The longest-running heart disease study received a $38 million grant to keep up its work for another six years.
Thanks to a grant from the National, Heart, Lung, and Blood Institute, the Framingham Heart Study will be in its 77th year by 2025. Principal Investigator and Professor of Medicine at Boston University School of Medicine Dr. Vasan Ramachandran and his team plan to focus on the effects of ageing on health and disease.
“With the rapidly increasing number of Americans over the age of 65 years, comprehensive studies of older individuals are invaluable,” he told BU Today.
The Framingham Heart Study was conceived in 1948, when the rise in cardiovascular diseases became apparent after WWII. In 1950, about one in every three men in the US developed cardiovascular disease by age 60 – twice the risk of developing cancer. At the time, just over 5,200 men and women were recruited into the study, with the hope of identifying the risk factors for cardiovascular disease.
About 3,800 research papers have been published to date, using data from the Framingham Heart Study. Much of what we know today has been credited to decades of research by the Framingham study team: how cigarette smoking, high blood pressure and high cholesterol increase the risk of heart disease; how exercise can lower the risk; how these factors contribute to elevated stroke and heart failure risk.

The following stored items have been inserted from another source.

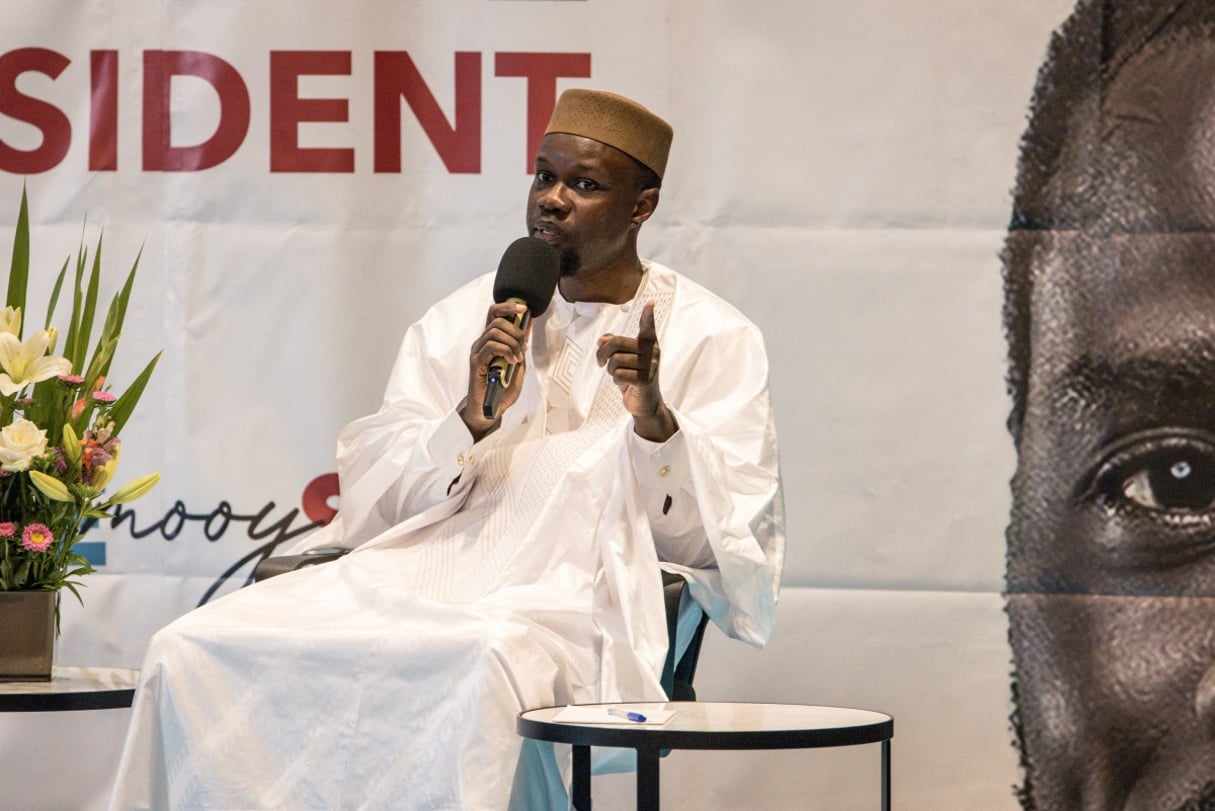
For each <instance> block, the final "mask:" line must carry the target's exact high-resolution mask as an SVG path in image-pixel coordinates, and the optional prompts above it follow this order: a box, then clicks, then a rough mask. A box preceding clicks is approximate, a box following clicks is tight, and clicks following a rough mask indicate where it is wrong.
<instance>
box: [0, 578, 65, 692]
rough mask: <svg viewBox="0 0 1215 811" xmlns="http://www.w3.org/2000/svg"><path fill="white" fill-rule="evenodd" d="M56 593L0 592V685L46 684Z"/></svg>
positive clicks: (27, 591)
mask: <svg viewBox="0 0 1215 811" xmlns="http://www.w3.org/2000/svg"><path fill="white" fill-rule="evenodd" d="M57 597H58V592H56V591H0V682H4V681H50V680H51V665H52V660H53V658H55V601H56V598H57Z"/></svg>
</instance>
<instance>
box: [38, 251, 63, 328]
mask: <svg viewBox="0 0 1215 811" xmlns="http://www.w3.org/2000/svg"><path fill="white" fill-rule="evenodd" d="M67 275H68V260H67V259H64V260H63V266H62V267H60V275H58V276H56V277H55V288H53V289H52V291H51V300H50V302H49V303H47V304H46V321H45V322H44V323H43V328H44V330H49V328H50V327H51V319H52V317H55V306H56V305H57V304H58V303H60V291H61V289H62V288H63V277H64V276H67Z"/></svg>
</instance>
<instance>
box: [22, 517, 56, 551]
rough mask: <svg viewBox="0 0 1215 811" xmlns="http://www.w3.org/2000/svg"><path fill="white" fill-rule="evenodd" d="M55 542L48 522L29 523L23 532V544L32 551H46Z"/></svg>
mask: <svg viewBox="0 0 1215 811" xmlns="http://www.w3.org/2000/svg"><path fill="white" fill-rule="evenodd" d="M52 542H55V536H53V535H51V530H50V529H49V528H47V526H46V524H28V525H27V526H26V531H23V533H22V534H21V545H22V546H23V547H24V548H27V550H29V551H30V552H45V551H46V550H49V548H50V547H51V544H52Z"/></svg>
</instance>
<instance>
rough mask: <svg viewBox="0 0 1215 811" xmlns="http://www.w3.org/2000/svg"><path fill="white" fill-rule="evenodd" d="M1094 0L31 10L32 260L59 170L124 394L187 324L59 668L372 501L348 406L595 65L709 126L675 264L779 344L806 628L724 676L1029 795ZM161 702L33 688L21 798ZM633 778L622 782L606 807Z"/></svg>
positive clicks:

While only 20 people of the original cohort are alive, there is three generations’ worth of data to be mined/studied. In 1971, the second-generation cohort (n=1,900) was recruited and just over three decades later, the third-generation cohort (n=4,000) joined the study. In an effort to increase diversity in the all-Caucasian study, the Framingham team established their first “omnicohort” comprising African-American, Hispanic Asian, Indian, Pacific Islander and Native American ethnicities in 1994. They also began recruiting spouses of third-generation participants in 2005 to improve statistical power and gain a deeper understanding of cardiovascular risk in families.
With multiple generations to study and advanced technology at their disposal, the researchers are confident they will make impressive scientific discoveries in the coming years.
“This will let us do deep phenotyping,” said Dr. Ramachandran. “When this study began, we could measure a few proteins circulating in the blood. Now we have [advanced] screening where we can measure up to 1,300 proteins.”
In addition to studying blood pressure, arterial stiffness and heart function, the scientists will also look at the effects of ageing on the lung, liver, bone and brain. As Baby Boomers assume senior status, this type of research will be critical for understanding and preventing noncommunicable diseases.
Currently, the longest longitudinal study on human development is the Harvard Study of Adult Development, which turned 79 years old in 2017. Study researchers recruited 268 Harvard graduates in 1938 in hopes of identifying the recipe for a healthy, happy life.